Analyze Web page Performance with YSlow
The Yahoo! Developer Network has a strong voice within the Web development community largely due to great contributions of libraries and best practices. A recent contribution to community from Yahoo! is YSlow. YSlow is a FireFox add-on that analyzes web pages to tell you why they're slow, based on Yahoo! rules for high performance web sites. These Exceptional Performance guidelines come from theYahoo! Exceptional Performance team who evangelizes best practices for improving web performance. The Exceptional Performance site claims that YSlow “has helped improve the performance on over 50 Yahoo! properties by 25-50%”.

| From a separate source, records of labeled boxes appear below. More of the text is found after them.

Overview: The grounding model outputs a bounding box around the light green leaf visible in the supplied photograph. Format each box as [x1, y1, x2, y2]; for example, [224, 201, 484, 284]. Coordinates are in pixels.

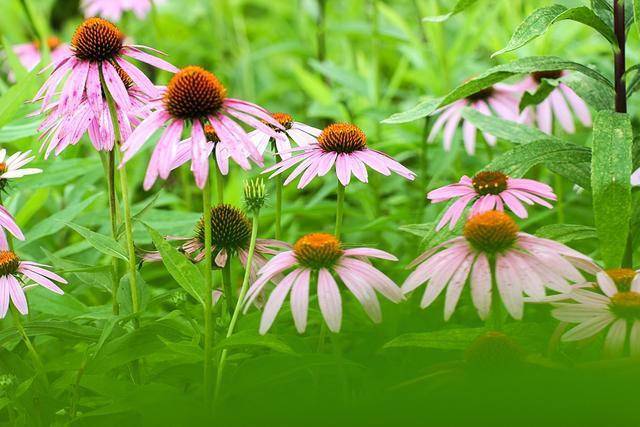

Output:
[422, 0, 478, 22]
[536, 224, 598, 243]
[492, 4, 616, 57]
[216, 331, 296, 354]
[145, 224, 204, 304]
[61, 221, 129, 261]
[591, 111, 633, 268]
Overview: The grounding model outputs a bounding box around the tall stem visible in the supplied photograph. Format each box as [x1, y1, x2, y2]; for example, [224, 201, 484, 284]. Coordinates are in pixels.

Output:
[215, 216, 259, 399]
[105, 152, 120, 315]
[202, 165, 214, 403]
[334, 181, 345, 239]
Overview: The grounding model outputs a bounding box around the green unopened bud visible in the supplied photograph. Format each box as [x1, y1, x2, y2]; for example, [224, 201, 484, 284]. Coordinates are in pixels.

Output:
[244, 178, 267, 212]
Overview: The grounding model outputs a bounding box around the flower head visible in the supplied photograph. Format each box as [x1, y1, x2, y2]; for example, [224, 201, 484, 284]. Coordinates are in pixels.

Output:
[427, 171, 557, 230]
[81, 0, 164, 22]
[0, 231, 67, 318]
[517, 70, 591, 134]
[264, 123, 415, 188]
[0, 148, 42, 191]
[249, 113, 322, 159]
[122, 66, 281, 189]
[427, 84, 521, 155]
[244, 233, 403, 334]
[552, 270, 640, 356]
[35, 18, 178, 118]
[402, 211, 599, 320]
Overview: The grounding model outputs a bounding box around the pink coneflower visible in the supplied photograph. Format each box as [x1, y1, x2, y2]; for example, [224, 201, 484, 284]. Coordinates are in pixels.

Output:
[0, 148, 42, 191]
[0, 205, 24, 240]
[402, 211, 599, 320]
[38, 66, 150, 158]
[142, 205, 291, 274]
[249, 113, 322, 159]
[35, 18, 178, 114]
[122, 66, 281, 188]
[0, 231, 67, 318]
[82, 0, 164, 22]
[264, 123, 416, 188]
[518, 71, 591, 134]
[427, 84, 519, 154]
[244, 233, 403, 334]
[13, 36, 71, 77]
[427, 172, 557, 230]
[551, 269, 640, 356]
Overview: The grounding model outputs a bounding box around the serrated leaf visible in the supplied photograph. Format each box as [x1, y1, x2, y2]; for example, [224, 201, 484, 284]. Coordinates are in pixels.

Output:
[216, 331, 296, 354]
[591, 111, 633, 268]
[492, 4, 616, 57]
[145, 224, 204, 304]
[61, 221, 129, 261]
[536, 224, 598, 243]
[485, 140, 591, 189]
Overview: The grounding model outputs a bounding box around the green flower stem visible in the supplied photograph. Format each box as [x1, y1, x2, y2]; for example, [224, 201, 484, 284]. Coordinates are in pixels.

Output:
[215, 211, 259, 399]
[11, 307, 49, 387]
[103, 150, 120, 316]
[100, 71, 140, 328]
[202, 164, 214, 403]
[335, 181, 345, 239]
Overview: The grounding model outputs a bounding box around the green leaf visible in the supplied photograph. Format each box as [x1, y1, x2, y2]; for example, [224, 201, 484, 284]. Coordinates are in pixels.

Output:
[422, 0, 478, 22]
[536, 224, 598, 243]
[492, 4, 617, 57]
[462, 107, 558, 144]
[382, 328, 486, 350]
[485, 140, 591, 189]
[382, 98, 443, 124]
[591, 111, 633, 268]
[145, 224, 205, 304]
[16, 193, 102, 246]
[216, 331, 296, 354]
[61, 221, 129, 261]
[0, 69, 40, 128]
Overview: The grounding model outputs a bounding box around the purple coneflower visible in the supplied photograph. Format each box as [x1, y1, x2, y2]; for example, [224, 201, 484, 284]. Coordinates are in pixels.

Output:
[244, 233, 404, 334]
[551, 269, 640, 356]
[264, 123, 415, 188]
[517, 71, 591, 134]
[427, 171, 557, 230]
[122, 66, 281, 189]
[427, 84, 520, 154]
[13, 36, 71, 76]
[0, 231, 67, 318]
[249, 113, 322, 159]
[82, 0, 164, 22]
[402, 211, 599, 320]
[38, 66, 150, 158]
[35, 18, 178, 114]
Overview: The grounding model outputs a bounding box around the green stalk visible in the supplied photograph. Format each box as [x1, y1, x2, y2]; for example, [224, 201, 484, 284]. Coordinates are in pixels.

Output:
[202, 162, 214, 404]
[215, 211, 259, 399]
[100, 69, 140, 329]
[335, 181, 345, 239]
[103, 152, 120, 316]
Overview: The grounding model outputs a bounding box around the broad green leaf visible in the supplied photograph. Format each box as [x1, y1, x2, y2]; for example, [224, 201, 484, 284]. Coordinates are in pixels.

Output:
[485, 140, 591, 189]
[492, 4, 617, 56]
[383, 56, 613, 123]
[145, 224, 204, 304]
[0, 69, 40, 128]
[422, 0, 478, 22]
[462, 107, 557, 144]
[216, 331, 296, 354]
[591, 111, 633, 268]
[16, 193, 102, 246]
[61, 221, 129, 261]
[536, 224, 598, 243]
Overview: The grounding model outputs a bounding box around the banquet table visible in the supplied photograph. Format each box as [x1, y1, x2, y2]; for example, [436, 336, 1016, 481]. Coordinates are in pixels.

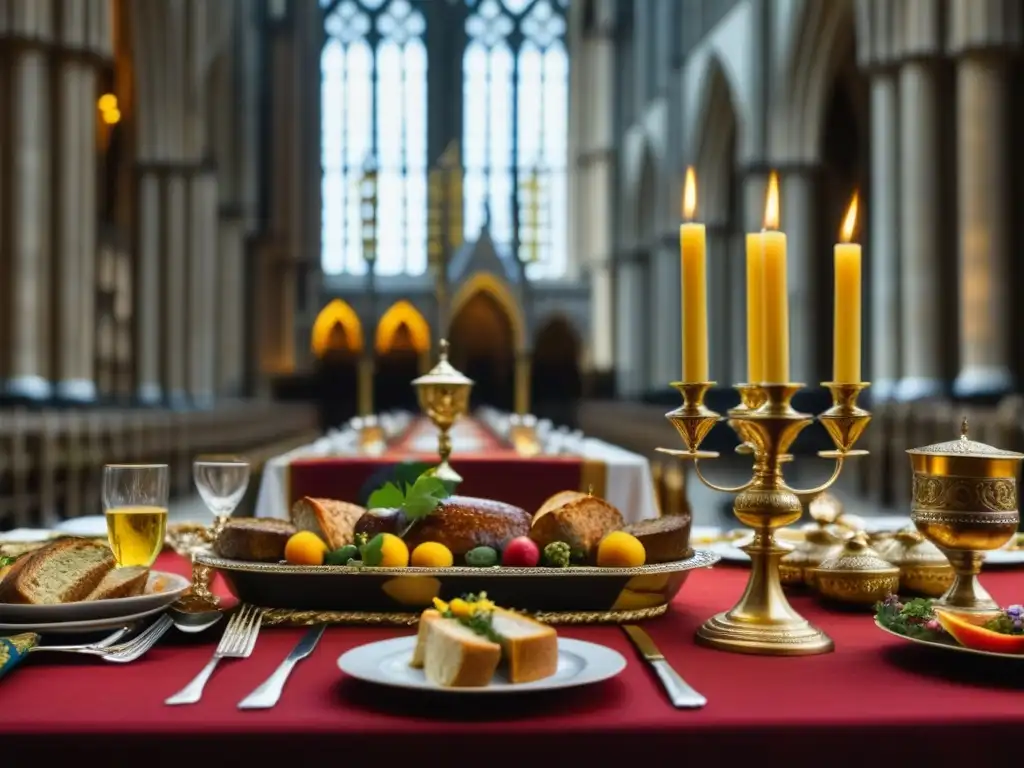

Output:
[256, 419, 657, 522]
[0, 554, 1024, 768]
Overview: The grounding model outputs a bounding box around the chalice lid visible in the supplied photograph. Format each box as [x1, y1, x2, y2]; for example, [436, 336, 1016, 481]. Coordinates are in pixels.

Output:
[906, 418, 1024, 460]
[413, 339, 473, 387]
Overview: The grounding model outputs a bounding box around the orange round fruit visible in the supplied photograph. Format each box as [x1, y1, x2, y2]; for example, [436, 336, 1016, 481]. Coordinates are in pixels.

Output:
[409, 542, 455, 568]
[379, 534, 409, 568]
[597, 530, 647, 568]
[285, 530, 328, 565]
[935, 610, 1024, 653]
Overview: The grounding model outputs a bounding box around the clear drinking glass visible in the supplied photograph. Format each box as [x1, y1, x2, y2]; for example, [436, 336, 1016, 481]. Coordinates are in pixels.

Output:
[103, 464, 169, 567]
[193, 456, 249, 530]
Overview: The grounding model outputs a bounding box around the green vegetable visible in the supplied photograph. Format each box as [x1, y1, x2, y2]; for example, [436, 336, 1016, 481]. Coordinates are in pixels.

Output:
[544, 542, 572, 568]
[324, 544, 359, 565]
[359, 534, 384, 568]
[367, 474, 450, 536]
[466, 547, 498, 568]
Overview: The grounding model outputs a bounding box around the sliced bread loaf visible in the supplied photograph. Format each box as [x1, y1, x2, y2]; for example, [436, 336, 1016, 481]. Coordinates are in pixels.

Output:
[85, 565, 150, 600]
[0, 539, 115, 605]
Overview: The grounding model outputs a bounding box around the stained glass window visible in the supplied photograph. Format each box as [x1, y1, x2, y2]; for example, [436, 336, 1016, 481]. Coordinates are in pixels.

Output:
[321, 0, 427, 275]
[463, 0, 568, 279]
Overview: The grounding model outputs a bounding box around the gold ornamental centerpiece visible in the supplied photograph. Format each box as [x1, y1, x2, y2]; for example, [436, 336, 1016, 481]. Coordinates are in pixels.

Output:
[906, 419, 1024, 612]
[658, 169, 870, 655]
[413, 339, 473, 482]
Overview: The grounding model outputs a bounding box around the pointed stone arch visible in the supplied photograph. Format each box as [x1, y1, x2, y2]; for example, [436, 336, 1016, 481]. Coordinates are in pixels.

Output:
[450, 272, 527, 352]
[771, 0, 856, 164]
[689, 55, 739, 224]
[374, 299, 430, 355]
[309, 299, 365, 357]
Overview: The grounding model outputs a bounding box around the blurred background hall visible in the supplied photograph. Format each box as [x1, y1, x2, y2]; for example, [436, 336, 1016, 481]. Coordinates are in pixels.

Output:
[0, 0, 1024, 528]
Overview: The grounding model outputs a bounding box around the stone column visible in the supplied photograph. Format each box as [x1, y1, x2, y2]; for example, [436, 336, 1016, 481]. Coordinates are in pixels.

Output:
[160, 171, 188, 407]
[217, 216, 246, 397]
[950, 0, 1022, 397]
[897, 59, 943, 400]
[868, 70, 901, 400]
[134, 167, 164, 406]
[189, 169, 218, 407]
[6, 46, 52, 400]
[779, 168, 819, 387]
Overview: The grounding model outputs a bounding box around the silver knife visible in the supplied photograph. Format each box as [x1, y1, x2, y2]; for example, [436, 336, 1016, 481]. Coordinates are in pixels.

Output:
[623, 624, 708, 710]
[239, 624, 327, 710]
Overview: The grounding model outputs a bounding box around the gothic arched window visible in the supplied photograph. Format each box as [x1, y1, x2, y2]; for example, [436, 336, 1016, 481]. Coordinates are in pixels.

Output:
[462, 0, 568, 279]
[321, 0, 427, 275]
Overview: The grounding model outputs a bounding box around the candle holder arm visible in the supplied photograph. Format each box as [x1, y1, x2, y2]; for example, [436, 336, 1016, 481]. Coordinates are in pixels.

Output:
[693, 459, 757, 494]
[782, 456, 846, 496]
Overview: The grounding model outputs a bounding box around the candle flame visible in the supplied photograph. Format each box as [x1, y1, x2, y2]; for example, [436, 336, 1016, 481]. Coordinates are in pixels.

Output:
[765, 171, 779, 229]
[683, 166, 697, 221]
[839, 193, 859, 243]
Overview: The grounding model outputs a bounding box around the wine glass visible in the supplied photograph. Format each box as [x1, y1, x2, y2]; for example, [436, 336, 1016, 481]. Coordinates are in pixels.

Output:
[102, 464, 169, 568]
[193, 456, 249, 534]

Running YSlow against your site will yield pretty graphs like this:
And most importantly will grade 13 categories on your site, give you an overall grade, and provide recommendations for categories with bad grades:
Notice that this site receives a performance grade of “D” based on Yahoo performance standards! If your site looks like this don’t feel bad, I noticed that the Exceptional Performance site also has a grade of “D”. Some of the rules are awful hard to conform to once your site infrastructure has already been built.
Here is the Yahoo! current list of rules for Exceptional Performance:
Content
- Make Fewer HTTP Requests
- Reduce DNS Lookups
- Avoid Redirects
- Make Ajax Cacheable
- Post-load Components
- Preload Components
- Reduce the Number of DOM Elements
- Split Components Across Domains
- Minimize the Number of iframes
- No 404s
Server
- Use a Content Delivery Network
- Add an Expires or a Cache-Control Header
- Gzip Components
- Configure ETags
- Flush the Buffer Early
- Use GET for AJAX Requests
Cookie
CSS
- Put Stylesheets at the Top
- Avoid CSS Expressions
- Make JavaScript and CSS External
- Minify JavaScript and CSS
- Choose <link> over @import
- Avoid Filters
JavaScript
- Put Scripts at the Bottom
- Make JavaScript and CSS External
- Minify JavaScript and CSS
- Remove Duplicate Scripts
- Minimize DOM Access
- Develop Smart Event Handlers
Images
- Optimize Images
- Optimize CSS Sprites
- Don't Scale Images in HTML
- Make favicon.ico Small and Cacheable
Mobile
That’s quite a list of rules! If these rules find issues for your site but they require some serious changes, just keep in mind the possibility of a 25%-50% increase in performance. Put this tool in your Web testing toolbox, it will find performance defects for you.